The designers of Obamacare made wholly inaccurate assumptions about how uninsured and lower income people would respond to new healthcare options, and evidence from the troubled program's start-up should provide a lesson on the pitfalls of governing a socially and economically diverse nation, says Michael Barone.
"The evidence is not all in. But it seems that Americans are not behaving as Obamacare's architects — and many critics — expected," the syndicated columnist writes in The Wall Street Journal.
Barone, the senior political analyst for the Washington Examiner and resident fellow at the American Enterprise Institute, highlights
three misguided assumptions at the heart of the president's signature healthcare law.
For a start, he says, the authors of the legislation incorrectly assumed that everyone wants health insurance, and that if low-cost coverage was available for those with modest incomes, the uninsured would overwhelmingly take advantage of it.
The evidence so far, Barone says, does not bear that out. He cites low enrollment rates among the uninsured and
a recent Kaiser poll indicating the program's unpopularity among that group.

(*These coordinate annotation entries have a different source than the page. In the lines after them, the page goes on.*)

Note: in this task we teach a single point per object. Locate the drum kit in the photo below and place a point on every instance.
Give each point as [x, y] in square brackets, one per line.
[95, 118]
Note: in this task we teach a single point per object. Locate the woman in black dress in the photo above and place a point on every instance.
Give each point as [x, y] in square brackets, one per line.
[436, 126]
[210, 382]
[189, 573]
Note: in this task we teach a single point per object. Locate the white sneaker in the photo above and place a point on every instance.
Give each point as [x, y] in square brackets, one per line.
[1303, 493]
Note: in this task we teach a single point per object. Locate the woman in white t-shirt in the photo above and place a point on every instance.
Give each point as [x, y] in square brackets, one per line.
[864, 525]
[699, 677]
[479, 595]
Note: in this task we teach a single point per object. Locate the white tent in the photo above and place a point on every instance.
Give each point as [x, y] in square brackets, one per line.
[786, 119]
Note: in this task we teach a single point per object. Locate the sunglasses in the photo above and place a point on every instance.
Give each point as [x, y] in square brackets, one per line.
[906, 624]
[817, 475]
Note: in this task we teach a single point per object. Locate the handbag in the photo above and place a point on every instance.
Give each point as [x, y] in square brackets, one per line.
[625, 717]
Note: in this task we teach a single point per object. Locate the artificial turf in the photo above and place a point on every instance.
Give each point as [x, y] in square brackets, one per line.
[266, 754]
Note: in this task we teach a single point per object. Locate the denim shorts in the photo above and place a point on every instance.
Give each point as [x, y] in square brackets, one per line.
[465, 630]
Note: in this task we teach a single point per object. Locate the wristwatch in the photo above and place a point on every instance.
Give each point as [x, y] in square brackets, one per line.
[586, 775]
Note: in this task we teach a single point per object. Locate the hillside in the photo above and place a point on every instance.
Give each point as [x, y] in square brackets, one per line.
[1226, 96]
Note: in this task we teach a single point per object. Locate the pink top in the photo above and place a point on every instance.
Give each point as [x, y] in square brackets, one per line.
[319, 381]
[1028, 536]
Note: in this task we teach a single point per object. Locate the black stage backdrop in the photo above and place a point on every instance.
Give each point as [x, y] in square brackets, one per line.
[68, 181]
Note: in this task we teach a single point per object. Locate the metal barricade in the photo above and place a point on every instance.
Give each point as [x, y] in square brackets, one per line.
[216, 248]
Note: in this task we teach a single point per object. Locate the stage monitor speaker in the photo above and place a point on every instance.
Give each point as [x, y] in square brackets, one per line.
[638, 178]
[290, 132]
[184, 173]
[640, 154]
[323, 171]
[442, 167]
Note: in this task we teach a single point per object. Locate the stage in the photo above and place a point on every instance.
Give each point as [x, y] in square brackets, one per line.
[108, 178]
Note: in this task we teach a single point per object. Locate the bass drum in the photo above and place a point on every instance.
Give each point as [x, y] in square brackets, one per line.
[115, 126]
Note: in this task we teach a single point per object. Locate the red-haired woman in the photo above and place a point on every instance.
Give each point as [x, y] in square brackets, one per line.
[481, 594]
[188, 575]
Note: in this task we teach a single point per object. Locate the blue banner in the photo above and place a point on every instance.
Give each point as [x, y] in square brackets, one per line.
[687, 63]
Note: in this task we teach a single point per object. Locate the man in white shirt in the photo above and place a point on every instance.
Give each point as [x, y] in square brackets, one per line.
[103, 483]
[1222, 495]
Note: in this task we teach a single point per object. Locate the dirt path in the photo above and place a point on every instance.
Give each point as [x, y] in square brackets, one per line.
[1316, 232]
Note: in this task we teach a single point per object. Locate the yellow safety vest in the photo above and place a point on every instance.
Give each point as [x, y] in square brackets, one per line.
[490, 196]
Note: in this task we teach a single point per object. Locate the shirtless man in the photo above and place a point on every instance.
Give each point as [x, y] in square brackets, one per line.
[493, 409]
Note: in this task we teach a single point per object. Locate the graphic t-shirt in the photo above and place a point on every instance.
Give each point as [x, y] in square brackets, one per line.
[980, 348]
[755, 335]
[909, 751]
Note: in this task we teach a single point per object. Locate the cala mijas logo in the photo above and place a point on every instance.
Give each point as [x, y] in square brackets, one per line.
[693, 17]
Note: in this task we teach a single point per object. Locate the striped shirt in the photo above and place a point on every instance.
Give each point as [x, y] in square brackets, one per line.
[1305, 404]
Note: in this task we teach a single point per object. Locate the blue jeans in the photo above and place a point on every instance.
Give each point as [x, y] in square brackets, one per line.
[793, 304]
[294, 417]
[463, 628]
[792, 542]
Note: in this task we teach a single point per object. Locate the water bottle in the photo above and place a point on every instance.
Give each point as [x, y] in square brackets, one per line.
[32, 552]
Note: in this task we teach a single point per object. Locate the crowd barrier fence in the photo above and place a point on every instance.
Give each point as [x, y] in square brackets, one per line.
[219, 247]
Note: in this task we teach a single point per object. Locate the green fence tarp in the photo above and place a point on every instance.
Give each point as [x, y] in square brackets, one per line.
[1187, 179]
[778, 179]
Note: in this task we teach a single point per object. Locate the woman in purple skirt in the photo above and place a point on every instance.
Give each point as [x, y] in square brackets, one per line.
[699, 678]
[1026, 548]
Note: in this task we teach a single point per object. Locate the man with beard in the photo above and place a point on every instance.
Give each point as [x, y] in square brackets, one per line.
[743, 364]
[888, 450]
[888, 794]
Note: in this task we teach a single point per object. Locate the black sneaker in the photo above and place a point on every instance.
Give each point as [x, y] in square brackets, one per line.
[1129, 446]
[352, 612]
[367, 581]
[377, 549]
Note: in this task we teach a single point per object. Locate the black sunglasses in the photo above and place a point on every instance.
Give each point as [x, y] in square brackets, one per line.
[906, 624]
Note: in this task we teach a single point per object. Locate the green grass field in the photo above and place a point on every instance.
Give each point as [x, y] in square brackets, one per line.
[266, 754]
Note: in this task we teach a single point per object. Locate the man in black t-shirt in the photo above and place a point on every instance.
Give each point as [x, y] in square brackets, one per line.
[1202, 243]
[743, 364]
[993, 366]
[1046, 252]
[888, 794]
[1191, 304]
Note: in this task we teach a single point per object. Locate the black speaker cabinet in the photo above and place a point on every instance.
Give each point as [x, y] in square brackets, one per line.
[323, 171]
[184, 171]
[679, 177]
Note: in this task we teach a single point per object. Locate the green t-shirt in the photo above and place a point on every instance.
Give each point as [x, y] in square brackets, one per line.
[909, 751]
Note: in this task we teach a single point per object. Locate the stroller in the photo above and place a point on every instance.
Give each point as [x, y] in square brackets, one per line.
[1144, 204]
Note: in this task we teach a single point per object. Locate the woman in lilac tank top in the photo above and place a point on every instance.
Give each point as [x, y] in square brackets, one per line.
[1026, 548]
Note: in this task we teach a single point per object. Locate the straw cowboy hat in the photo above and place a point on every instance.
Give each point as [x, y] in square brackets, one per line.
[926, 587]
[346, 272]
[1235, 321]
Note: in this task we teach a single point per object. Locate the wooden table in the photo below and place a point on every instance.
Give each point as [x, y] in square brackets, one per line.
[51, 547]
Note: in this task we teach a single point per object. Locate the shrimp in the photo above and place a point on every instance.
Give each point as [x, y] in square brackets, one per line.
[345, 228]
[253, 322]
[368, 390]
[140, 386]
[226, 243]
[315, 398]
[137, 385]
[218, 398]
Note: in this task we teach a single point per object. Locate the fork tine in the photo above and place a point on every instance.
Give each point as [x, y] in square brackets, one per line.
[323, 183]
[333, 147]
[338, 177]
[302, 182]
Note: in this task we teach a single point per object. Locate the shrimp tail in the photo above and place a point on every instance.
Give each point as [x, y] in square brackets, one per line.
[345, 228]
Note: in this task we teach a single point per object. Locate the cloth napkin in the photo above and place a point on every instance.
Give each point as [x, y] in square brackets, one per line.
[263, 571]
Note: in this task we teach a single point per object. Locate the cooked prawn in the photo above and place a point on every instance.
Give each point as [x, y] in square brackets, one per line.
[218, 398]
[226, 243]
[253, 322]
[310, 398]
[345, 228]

"One reason may be that Obamacare requires policies to cover not just the expenses of catastrophic illness — the sort of thing auto and home insurance policies cover — but routine medical expenses and procedures that many individuals will not need," Barone writes.

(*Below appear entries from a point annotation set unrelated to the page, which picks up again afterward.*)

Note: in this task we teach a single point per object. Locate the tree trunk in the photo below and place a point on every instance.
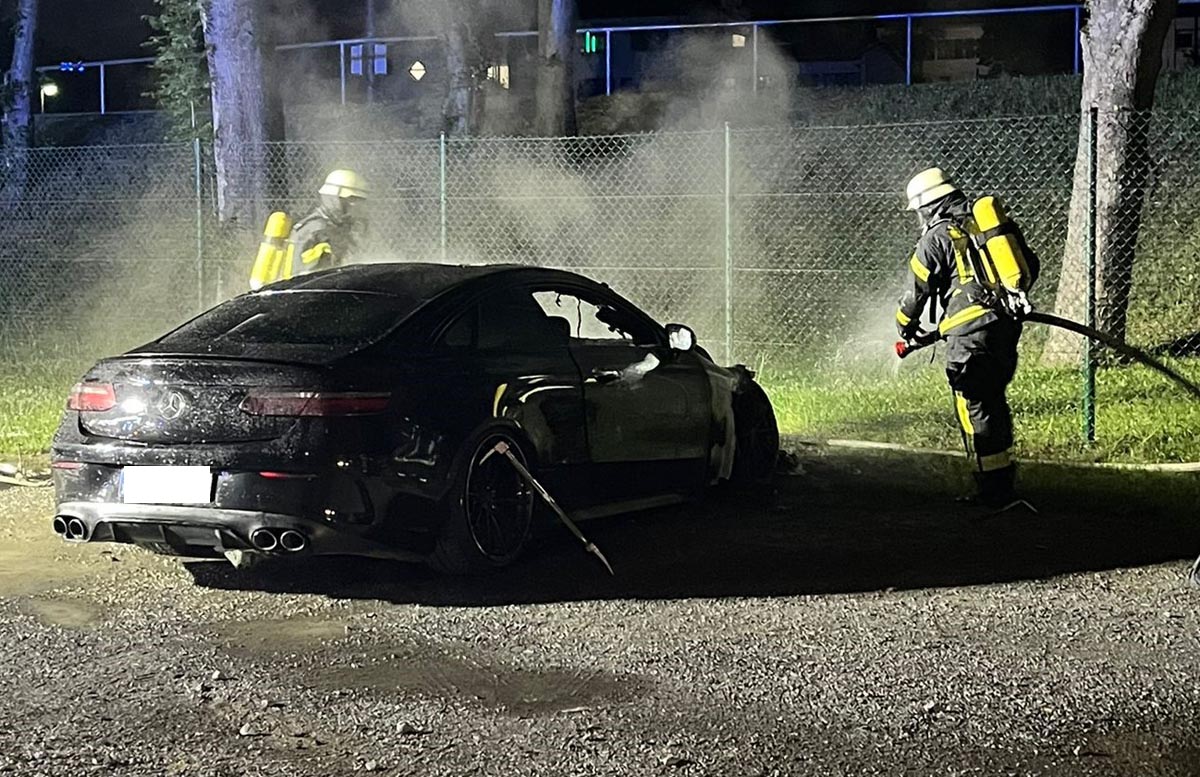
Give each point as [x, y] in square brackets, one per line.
[462, 109]
[246, 113]
[556, 73]
[18, 107]
[1122, 48]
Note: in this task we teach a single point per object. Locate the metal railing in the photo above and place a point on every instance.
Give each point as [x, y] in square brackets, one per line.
[1078, 10]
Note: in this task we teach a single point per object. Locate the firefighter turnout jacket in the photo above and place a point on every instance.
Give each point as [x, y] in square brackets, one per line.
[955, 277]
[942, 277]
[319, 242]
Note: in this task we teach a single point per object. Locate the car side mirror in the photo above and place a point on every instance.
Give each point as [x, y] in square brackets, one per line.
[681, 337]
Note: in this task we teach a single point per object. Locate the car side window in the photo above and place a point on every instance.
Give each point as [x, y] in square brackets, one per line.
[510, 319]
[595, 320]
[461, 333]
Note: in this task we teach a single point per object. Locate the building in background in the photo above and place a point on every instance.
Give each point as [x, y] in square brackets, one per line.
[952, 53]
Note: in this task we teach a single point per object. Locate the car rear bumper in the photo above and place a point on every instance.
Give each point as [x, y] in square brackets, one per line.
[202, 531]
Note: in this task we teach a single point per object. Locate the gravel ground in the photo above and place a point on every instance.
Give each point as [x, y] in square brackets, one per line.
[844, 625]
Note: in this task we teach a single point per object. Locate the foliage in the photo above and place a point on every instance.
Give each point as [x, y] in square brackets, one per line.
[181, 86]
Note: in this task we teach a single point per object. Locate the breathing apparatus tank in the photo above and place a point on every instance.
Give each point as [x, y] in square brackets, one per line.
[1001, 245]
[1006, 265]
[273, 261]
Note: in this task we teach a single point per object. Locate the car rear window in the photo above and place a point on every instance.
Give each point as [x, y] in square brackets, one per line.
[323, 317]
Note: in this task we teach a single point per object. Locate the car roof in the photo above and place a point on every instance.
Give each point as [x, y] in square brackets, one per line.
[414, 279]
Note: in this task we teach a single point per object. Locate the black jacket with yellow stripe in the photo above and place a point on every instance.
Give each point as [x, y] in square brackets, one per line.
[941, 269]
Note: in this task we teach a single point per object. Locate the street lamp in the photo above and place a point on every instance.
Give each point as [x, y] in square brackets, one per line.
[49, 89]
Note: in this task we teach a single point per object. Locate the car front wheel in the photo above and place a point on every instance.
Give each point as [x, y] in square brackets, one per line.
[490, 513]
[756, 432]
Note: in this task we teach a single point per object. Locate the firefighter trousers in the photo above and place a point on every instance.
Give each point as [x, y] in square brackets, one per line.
[979, 366]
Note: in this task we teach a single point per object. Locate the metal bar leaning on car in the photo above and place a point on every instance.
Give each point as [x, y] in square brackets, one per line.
[502, 447]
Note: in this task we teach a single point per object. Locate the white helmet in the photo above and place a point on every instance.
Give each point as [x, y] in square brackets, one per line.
[929, 186]
[345, 184]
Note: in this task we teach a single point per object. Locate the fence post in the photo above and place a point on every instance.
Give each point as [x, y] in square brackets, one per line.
[1089, 403]
[442, 190]
[197, 164]
[729, 250]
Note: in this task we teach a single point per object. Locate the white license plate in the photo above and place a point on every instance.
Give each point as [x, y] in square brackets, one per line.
[167, 485]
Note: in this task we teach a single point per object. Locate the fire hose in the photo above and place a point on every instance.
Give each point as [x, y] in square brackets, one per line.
[924, 339]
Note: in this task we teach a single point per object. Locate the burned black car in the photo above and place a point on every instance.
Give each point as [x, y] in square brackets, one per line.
[354, 411]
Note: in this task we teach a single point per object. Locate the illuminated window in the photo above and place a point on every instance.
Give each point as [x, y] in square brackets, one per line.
[499, 73]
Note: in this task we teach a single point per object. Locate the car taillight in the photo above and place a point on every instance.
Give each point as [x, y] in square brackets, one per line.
[91, 397]
[313, 403]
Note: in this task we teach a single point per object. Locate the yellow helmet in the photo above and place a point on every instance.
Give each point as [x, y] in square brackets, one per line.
[345, 184]
[929, 186]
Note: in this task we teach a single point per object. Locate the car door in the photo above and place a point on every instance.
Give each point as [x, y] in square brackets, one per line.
[502, 359]
[647, 407]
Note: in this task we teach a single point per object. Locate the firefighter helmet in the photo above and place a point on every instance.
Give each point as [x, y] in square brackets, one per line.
[929, 186]
[345, 184]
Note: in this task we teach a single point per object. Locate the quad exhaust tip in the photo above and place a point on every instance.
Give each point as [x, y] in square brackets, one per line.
[76, 529]
[292, 541]
[264, 540]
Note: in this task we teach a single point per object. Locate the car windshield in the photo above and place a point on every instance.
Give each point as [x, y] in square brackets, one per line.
[324, 317]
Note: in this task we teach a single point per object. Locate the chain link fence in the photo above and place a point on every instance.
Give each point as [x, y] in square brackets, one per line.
[783, 248]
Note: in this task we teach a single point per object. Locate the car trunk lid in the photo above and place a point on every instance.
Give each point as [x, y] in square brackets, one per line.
[191, 401]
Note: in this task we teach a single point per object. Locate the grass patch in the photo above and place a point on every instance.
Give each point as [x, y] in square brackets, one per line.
[1140, 415]
[31, 401]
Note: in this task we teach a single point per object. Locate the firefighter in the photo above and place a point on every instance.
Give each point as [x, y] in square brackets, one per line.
[949, 277]
[328, 236]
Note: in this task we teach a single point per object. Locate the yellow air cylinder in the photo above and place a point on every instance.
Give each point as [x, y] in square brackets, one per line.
[269, 263]
[1001, 246]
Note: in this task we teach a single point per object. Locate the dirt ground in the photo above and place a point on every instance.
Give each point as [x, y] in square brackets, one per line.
[855, 621]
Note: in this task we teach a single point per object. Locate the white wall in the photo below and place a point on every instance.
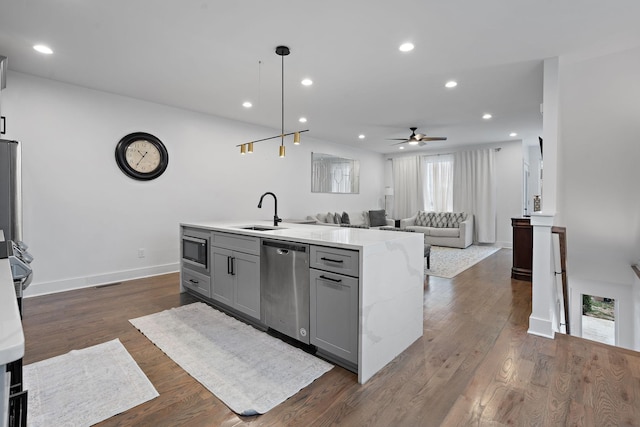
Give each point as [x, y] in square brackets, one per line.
[600, 131]
[509, 189]
[508, 181]
[599, 176]
[84, 220]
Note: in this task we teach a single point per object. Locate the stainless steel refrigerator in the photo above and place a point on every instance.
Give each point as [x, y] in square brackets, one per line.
[10, 190]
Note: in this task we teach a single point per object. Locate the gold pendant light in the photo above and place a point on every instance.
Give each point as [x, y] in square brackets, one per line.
[282, 51]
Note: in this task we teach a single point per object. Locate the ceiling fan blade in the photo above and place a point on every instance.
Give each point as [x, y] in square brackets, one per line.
[434, 138]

"Apparently many of the uninsured aren't interested in prepaying for health insurance any more than they are interested in prepaying their credit cards."
Barone says a second assumption was that health insurance would make people healthier. He points to evidence from a two-year Oregon health study that showed there was no significant difference between the health of those who received Medicaid compared to those who were eligible and didn't have Medicaid coverage.
Barone adds that the Oregon study also debunks the assumption that those with health insurance are more likely to go to the doctor rather than the emergency room: in the study, those with Medicaid were 40 percent more likely to go to emergency rooms than those without insurance.
None of these three assumptions has been conclusively disproved, Barone says. But, he contends that the discrepancies between what policymakers expected and the behavior of Obamacare's intended beneficiaries highlight evidence of sharp differences in behavior between the bottom 30 percent of white Americans and the upper 20 percent.
Lawmakers, he says, tend to come from the latter group, and the failures of Obamacare suggest that they are out of touch with the desires and behavior of those in the lowest income classes, the very group the policy was intended to help.
"The trouble that has resulted — from the architects' apparent failures to anticipate the behavior of fellow citizens who don’t share their approach to the world, and the architects' determination to impose their mores, such as contraception coverage, on a multicultural nation — is a lesson to national policymakers, conservative as well as liberal," Barone writes.
"Govern lightly if you want to govern this culturally diverse nation well."